D'eux-mêmes, ses longs bras se tendent, poignets vers l'avant. Et deux éclairs blancs jaillissent. Il y a très longtemps qu'elle n'a plus utilisé sa magie. La puissance de l'impact est foudroyante.

Regina n'a pas le temps de comprendre. Un choc terrible, en pleine poitrine. Le souffle coupé. La ceinture tombe au sol. La sensation d'être projetée en arrière, de choir horizontalement. Une collision. Non. Plusieurs. Dans le dos, la tête, les omoplates. Bris de verre. Un fracas assourdissant, qui se précipite dans ses oreilles, emplit la chambre jusqu'aux quatre coins, s'insinue entre les interstices des châssis, de façon à envahir l'univers. Des coupures, ou plutôt des centaines de minuscules estafilades, partout où sa peau n'est pas protégée par la soie de la robe de chambre. Et finalement, la chute, lourde et inélégante, au milieu d'un monceau d'éclats étincelants.

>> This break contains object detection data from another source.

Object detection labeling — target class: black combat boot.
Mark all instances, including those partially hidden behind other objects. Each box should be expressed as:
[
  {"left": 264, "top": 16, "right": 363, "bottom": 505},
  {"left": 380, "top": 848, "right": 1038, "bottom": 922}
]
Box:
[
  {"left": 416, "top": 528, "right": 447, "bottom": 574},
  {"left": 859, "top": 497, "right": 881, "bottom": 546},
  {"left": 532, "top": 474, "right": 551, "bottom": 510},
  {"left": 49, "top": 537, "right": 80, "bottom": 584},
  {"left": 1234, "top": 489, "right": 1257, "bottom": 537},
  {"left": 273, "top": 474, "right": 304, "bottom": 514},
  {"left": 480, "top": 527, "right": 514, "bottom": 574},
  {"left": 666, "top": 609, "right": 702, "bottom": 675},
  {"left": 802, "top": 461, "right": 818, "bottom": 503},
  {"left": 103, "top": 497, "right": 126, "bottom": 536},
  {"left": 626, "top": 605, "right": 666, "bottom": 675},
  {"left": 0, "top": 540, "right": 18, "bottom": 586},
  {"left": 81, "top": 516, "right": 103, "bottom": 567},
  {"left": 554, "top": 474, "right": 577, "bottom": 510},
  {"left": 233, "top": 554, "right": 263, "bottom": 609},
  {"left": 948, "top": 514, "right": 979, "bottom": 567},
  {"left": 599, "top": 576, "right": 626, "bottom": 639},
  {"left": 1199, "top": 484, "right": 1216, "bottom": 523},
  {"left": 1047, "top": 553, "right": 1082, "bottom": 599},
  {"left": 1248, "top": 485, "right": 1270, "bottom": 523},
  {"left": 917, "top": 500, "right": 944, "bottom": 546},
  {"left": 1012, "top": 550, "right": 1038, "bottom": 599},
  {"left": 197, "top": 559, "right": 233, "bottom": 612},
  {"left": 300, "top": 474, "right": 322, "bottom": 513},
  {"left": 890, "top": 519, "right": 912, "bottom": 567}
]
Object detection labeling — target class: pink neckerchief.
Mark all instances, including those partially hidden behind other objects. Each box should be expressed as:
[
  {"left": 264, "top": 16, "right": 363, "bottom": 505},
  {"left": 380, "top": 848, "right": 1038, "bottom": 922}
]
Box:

L'héritière légitime du Royaume de la Forêt Enchantée voit son bourreau, qui est aussi son âme sœur, éjectée par cette magie dont elle refuse depuis des années de se servir, atterrir en plein milieu du miroir sur pied, placé près de deux mètres derrière elle, et qui a maintes fois servi à sa dégradation. La glace vole en éclats. La sorcière tombe au sol, entourée de fragments cristallins.

À peine deux secondes plus tard, la belle brune se redresse sur les coudes, promène autour d'elle un regard effaré.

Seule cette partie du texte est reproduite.